2.2.2. Simulation of the penicillin production bioprocess in batch reactor under non-optimized isothermal conditions

A pertinent simulation to be performed is one under isothermal conditions to verify whether this thermal operation mode is, in fact, less productive in penicillin than non-isothermal mode following an optimal temperature profile. For this purpose, simulations were performed for constant temperatures of 20, 25, and 30°C and the results were compared with those obtained with the optimized temperature profile (Figure 6).

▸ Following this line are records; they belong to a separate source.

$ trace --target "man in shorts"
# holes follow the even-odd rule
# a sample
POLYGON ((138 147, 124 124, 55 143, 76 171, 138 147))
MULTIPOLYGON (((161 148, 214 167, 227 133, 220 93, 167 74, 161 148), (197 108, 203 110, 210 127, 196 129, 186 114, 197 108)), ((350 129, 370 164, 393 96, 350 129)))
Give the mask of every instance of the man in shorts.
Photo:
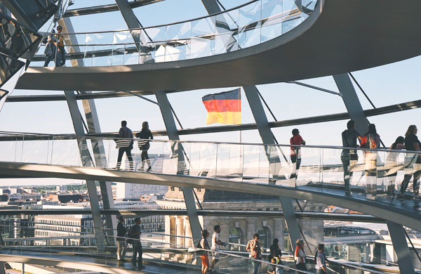
POLYGON ((221 232, 221 226, 216 225, 213 227, 213 230, 215 232, 212 235, 212 247, 210 247, 210 250, 213 251, 214 252, 212 258, 212 265, 210 265, 210 268, 209 268, 210 271, 213 271, 215 269, 215 265, 219 261, 220 247, 221 245, 227 245, 227 243, 222 242, 219 239, 219 234, 221 232))

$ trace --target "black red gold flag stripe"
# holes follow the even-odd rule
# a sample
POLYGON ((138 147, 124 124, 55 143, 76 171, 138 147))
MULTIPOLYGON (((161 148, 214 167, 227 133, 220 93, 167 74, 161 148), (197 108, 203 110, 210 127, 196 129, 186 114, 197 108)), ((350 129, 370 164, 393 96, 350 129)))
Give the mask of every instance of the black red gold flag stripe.
POLYGON ((241 100, 240 89, 219 93, 208 94, 202 97, 208 110, 206 124, 241 124, 241 100))

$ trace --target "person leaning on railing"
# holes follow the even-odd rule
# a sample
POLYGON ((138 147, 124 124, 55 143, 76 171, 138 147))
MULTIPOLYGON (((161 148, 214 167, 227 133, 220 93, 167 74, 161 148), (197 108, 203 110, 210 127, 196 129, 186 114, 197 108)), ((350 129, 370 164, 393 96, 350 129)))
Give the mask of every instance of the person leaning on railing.
MULTIPOLYGON (((355 129, 355 122, 349 120, 347 123, 347 129, 342 133, 342 146, 346 148, 357 148, 356 140, 360 139, 360 134, 355 129)), ((350 182, 352 179, 352 167, 358 162, 356 150, 342 150, 340 160, 344 168, 344 183, 345 195, 351 194, 350 182)))
POLYGON ((295 243, 297 244, 297 247, 295 247, 295 252, 294 252, 295 267, 299 270, 307 271, 307 267, 305 266, 306 255, 304 252, 304 240, 298 239, 295 243))
MULTIPOLYGON (((255 233, 253 235, 253 239, 248 241, 247 243, 247 247, 246 249, 250 252, 250 257, 256 260, 262 259, 262 250, 260 249, 260 242, 259 239, 260 236, 258 233, 255 233)), ((258 261, 252 261, 253 265, 253 273, 258 274, 259 272, 259 268, 260 267, 260 262, 258 261)))
POLYGON ((130 228, 130 230, 128 230, 128 237, 133 239, 133 254, 132 256, 132 266, 133 268, 136 268, 136 257, 138 254, 139 254, 139 264, 138 266, 138 268, 143 269, 145 266, 143 266, 143 261, 142 260, 142 256, 143 255, 143 252, 142 250, 142 243, 140 242, 140 234, 142 234, 142 230, 140 230, 140 218, 135 218, 135 225, 130 228))
POLYGON ((57 47, 57 56, 55 58, 55 66, 62 67, 66 63, 66 51, 65 49, 65 38, 62 34, 62 27, 60 25, 57 26, 57 34, 54 34, 55 41, 53 43, 57 47))
POLYGON ((124 227, 124 217, 122 216, 119 217, 119 224, 117 225, 117 260, 119 261, 126 261, 124 258, 126 257, 126 239, 124 237, 127 233, 127 228, 124 227))
MULTIPOLYGON (((361 139, 361 148, 376 150, 380 145, 380 136, 377 133, 375 125, 370 124, 368 131, 361 139)), ((377 190, 377 153, 373 150, 364 150, 364 161, 368 195, 375 196, 377 190)))
MULTIPOLYGON (((421 150, 421 143, 416 135, 417 131, 418 129, 415 124, 411 124, 408 128, 408 130, 405 133, 405 148, 406 150, 421 150)), ((414 191, 414 199, 419 199, 418 181, 421 176, 421 157, 415 153, 406 153, 404 169, 405 176, 403 176, 403 181, 402 182, 401 191, 398 195, 398 198, 403 198, 405 190, 406 190, 406 188, 408 188, 408 185, 409 184, 409 181, 413 174, 414 181, 413 183, 413 188, 414 191)))
POLYGON ((198 248, 200 248, 201 250, 198 252, 200 255, 200 258, 202 260, 202 268, 201 268, 201 274, 206 274, 208 273, 208 270, 209 269, 209 258, 208 253, 206 250, 201 249, 209 249, 209 244, 208 244, 207 238, 209 237, 209 233, 208 230, 204 230, 202 231, 202 239, 199 242, 198 248))

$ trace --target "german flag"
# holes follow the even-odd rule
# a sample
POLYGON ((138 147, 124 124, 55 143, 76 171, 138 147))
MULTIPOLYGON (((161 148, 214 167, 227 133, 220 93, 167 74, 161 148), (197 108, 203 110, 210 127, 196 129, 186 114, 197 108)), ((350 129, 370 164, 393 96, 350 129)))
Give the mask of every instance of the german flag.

Figure 6(a) illustrates the well-known fact that high temperatures (30°C) favor the growth of the fungus, while low temperatures (20°C) favor the synthesis of the antibiotic since relative to the amount of penicillin produced, more and less biomass was accumulated at these respective temperature levels [22]. It is observed in Figure 6(b) that the isothermal operation at an intermediate temperature to those investigated (θ= 25°C) presents a performance very similar to the operation with optimized temperature profile, becoming a viable alternative if the variable temperature strategy cannot be implemented, although with lower productivity, according to the data presented in Table 3. Despite the fact that operation at a fixed temperature between 24 and 25°C predominates in current industrial practice, the benefits of temperature programming during batch antibiotic fermentations are clear.

t(h)	X(g/L)	S(g/L)	P(g/L)	Q(X)
28.742	30.09	4.16×10-3	1.39×10-2	125799.24
28.743	30.09	3.06 ×10-3	1.40×10-2	−86336.84

Table 2.

Data of the numerical integration of the mass-balance equations used to determine the first switching time (t₁) during the penicillin production in fed-batch reactor.

θ(°C)	y1 (τ=1)	y2 (τ=1)	(y2/y1)τ=1
θopt	0.82	1.22	1.49
20	0.53	0.65	1.23
25	0.94	1.18	1.25
30	1.07	0.80	0.75

Table 3.

Final values of the dimensionless concentration of cells (y₁) and product (y₂) in isothermal and non-isothermal penicillin fermentations.